How to Structure your Small Business – Tips from a Chicago Attorney

When beginning the journey of entrepreneurship, most people are confident they know their business, yet many are less clear about the best way to structure their business to maximize profits, limit exposure to liability and minimize the time and effort consumed by recordkeeping. Exploring the following options and making the best decision on how to structure your business now will pay dividends down the road.

Sole Proprietorship

This is the simplest type of business structure and may be suitable for you if you intend to be a one-person business. Unlike other business entities, a sole proprietorship is taxed only once. Profits or losses are calculated on Schedule C, with the result transferred to your personal 1040 form for tax purposes. However, as a sole proprietor, you are fully responsible for your social security and Medicare taxes, which are reported on Schedule SE. Estimated taxes are required to be paid in quarterly installments.

One negative of a sole proprietorship is that you are personally responsible for any liabilities, which means your assets can be exposed. Another is the difficulty you may encounter trying to raise money from banks for business expansion.


If you and one or more other individuals want to go into business together, a partnership is an option.
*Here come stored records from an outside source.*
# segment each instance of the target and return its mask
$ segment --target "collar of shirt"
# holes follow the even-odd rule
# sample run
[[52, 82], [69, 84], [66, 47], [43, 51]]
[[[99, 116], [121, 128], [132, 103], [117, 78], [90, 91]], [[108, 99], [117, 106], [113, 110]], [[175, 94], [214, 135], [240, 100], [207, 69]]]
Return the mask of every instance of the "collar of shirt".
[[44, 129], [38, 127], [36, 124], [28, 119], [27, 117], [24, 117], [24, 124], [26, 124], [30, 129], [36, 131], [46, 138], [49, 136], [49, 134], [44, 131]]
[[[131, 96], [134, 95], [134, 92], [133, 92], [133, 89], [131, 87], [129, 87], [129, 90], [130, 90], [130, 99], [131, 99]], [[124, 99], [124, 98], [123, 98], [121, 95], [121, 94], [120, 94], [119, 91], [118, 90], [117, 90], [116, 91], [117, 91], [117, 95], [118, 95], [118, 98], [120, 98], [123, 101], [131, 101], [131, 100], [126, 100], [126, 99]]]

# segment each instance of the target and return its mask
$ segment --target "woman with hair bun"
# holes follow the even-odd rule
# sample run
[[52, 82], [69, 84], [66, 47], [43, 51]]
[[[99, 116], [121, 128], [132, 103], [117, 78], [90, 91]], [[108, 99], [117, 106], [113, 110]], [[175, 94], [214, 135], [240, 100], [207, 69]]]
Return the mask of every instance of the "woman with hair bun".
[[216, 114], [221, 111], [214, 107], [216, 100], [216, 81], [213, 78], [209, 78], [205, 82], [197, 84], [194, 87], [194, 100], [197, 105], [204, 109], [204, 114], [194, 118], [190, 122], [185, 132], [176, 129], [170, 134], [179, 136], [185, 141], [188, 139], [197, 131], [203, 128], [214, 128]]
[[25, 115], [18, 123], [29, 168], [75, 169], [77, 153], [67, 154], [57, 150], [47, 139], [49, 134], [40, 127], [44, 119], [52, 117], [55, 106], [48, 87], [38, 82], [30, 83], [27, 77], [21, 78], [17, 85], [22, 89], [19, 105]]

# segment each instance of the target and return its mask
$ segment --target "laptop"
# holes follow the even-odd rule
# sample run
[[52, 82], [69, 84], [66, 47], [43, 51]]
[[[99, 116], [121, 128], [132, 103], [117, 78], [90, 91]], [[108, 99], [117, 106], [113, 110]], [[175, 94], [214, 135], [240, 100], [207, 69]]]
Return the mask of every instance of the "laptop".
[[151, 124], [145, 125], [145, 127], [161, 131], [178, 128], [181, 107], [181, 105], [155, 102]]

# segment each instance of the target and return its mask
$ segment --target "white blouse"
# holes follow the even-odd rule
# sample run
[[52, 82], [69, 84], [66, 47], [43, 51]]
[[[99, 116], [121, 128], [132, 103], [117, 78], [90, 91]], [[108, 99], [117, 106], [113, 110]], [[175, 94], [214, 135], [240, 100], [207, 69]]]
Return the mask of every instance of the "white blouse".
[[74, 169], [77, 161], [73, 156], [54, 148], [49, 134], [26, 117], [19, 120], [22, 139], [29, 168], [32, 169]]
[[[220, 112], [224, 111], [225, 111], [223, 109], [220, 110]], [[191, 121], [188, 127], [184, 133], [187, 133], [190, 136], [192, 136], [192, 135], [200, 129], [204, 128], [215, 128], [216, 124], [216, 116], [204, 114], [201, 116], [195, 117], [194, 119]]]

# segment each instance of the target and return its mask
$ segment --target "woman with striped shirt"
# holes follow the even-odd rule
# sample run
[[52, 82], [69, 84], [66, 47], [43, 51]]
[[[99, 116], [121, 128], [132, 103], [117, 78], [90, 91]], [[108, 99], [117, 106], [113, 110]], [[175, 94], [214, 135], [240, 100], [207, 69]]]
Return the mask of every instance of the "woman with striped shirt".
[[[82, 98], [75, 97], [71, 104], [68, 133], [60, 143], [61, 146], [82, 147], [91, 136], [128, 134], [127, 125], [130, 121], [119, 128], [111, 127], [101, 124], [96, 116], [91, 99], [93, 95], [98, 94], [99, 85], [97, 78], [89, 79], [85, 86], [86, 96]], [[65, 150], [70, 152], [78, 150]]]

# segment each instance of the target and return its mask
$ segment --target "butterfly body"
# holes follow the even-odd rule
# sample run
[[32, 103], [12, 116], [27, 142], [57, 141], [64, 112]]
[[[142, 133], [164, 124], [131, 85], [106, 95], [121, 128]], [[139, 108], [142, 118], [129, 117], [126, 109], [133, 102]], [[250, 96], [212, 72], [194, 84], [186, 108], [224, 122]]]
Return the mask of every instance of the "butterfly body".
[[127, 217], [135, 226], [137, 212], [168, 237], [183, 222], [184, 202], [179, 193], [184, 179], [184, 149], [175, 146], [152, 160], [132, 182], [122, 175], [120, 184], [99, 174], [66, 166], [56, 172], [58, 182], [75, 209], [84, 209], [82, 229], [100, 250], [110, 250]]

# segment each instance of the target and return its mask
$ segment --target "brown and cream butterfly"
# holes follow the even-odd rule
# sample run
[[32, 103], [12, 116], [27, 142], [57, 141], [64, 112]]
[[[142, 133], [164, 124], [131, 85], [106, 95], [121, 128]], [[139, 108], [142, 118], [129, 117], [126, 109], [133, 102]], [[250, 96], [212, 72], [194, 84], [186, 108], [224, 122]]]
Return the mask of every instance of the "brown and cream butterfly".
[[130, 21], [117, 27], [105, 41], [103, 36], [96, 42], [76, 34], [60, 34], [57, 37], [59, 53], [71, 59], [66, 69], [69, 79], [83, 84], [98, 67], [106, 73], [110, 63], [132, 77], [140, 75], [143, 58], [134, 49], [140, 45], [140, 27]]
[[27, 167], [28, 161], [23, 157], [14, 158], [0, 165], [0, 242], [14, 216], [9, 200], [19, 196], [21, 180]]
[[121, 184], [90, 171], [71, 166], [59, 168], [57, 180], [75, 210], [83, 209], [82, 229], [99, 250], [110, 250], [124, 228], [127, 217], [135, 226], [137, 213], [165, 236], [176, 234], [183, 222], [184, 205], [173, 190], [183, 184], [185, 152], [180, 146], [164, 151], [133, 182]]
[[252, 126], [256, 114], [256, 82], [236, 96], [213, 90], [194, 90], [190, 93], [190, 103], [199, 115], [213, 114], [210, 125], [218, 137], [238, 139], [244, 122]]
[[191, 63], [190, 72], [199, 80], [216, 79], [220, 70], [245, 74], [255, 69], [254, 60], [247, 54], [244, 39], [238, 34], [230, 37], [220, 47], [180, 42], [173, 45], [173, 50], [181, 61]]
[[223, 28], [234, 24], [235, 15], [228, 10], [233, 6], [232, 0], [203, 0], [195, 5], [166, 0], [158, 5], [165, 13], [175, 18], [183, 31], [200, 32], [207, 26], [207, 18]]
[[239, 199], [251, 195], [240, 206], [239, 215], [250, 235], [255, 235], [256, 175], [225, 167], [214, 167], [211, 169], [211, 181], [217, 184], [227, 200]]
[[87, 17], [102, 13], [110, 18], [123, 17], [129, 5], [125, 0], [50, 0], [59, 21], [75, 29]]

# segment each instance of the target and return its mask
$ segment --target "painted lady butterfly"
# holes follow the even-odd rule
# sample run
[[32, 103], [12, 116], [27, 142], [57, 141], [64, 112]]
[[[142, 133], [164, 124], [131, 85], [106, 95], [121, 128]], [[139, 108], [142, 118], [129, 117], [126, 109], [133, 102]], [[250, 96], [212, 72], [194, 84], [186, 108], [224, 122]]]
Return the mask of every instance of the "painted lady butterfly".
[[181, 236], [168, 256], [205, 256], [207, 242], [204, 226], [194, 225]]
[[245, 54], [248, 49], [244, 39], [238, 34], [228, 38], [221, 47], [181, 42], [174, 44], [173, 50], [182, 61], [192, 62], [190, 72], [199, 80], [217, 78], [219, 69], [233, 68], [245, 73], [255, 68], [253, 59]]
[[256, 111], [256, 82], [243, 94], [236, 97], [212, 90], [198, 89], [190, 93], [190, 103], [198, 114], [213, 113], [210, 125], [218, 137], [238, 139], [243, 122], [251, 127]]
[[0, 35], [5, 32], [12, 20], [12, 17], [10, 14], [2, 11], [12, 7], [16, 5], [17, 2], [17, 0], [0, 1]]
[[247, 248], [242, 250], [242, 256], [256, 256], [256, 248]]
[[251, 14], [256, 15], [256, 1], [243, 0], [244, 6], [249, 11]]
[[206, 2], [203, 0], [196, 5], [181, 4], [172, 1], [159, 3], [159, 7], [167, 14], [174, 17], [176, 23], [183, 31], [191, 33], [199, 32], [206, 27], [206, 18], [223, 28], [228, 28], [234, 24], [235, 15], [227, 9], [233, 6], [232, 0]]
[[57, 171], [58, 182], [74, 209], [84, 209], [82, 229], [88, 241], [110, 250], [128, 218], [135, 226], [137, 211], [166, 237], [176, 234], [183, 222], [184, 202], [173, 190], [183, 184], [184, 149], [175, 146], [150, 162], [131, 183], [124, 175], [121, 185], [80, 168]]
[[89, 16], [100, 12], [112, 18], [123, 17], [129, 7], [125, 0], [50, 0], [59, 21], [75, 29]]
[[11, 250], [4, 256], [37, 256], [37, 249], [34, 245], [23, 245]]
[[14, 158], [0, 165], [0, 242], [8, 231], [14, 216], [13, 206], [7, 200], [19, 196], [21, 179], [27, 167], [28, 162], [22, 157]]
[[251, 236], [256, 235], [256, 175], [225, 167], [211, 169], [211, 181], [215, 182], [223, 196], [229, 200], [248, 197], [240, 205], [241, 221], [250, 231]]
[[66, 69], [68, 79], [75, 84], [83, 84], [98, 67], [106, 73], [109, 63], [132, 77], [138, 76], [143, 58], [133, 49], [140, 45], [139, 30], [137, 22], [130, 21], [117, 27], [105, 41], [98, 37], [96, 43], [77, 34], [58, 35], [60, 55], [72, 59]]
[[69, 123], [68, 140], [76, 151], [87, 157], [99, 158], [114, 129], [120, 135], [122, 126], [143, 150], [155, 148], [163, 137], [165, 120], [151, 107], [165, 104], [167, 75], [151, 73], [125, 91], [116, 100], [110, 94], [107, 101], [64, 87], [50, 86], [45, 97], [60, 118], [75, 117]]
Partnerships are of two major types:

  • General partnership – General partners manage the day-to-day business of the company are assume the liability for its actions.
  • Limited partnership – A limited partnership has both general partners and limited partners who are investors only and assume no control over the business operation.

According to, limited partnerships are more complex regarding paperwork and accounting than general partnerships. A partnership is not taxed as an entity but must file a tax return. The partners pay taxes on their share of profits. Partnerships use IRS Form 1065. Personal liability is a concern if you are a general partner.

C Corporation

A corporation is a separate legal entity. This provides you as the owner the greatest level of protection. The corporate assets are exposed but not your assets. A C corporation requires the most planning and compliance with regulations and is expensive to form; you’ll likely need to enlist experienced corporate attorneys to form a C Corp. Additionally, a corporation receives what some call double taxation. The corporation is taxed at the state and federal level, and the shareholders are taxed at the personal level. Perhaps the greatest advantage of a corporation is its ability to raise money and sell shares of stock.

S Corporation

An S corporation is something of a hybrid entity. It offers you as an owner a shield against liability, yet the corporation itself is not taxed. The rules and regulations are similar although somewhat less complex than a C corporation, and there are restrictions on who may own an S corporation and the type of stock it may issue.

Limited Liability Company

An LLC has many of the best parts of a partnership and a corporation. Similar to an S corporation in offering liability protection and no double taxation, an LLC has greater freedom in ownership. According to Texas LLC Pros, other pros of this business entity include perpetual existence, minimal formalities, and management flexibility.

Selecting the most appropriate type of business entity is an important decision you should make with the guidance of an experienced legal professional well-versed in business law.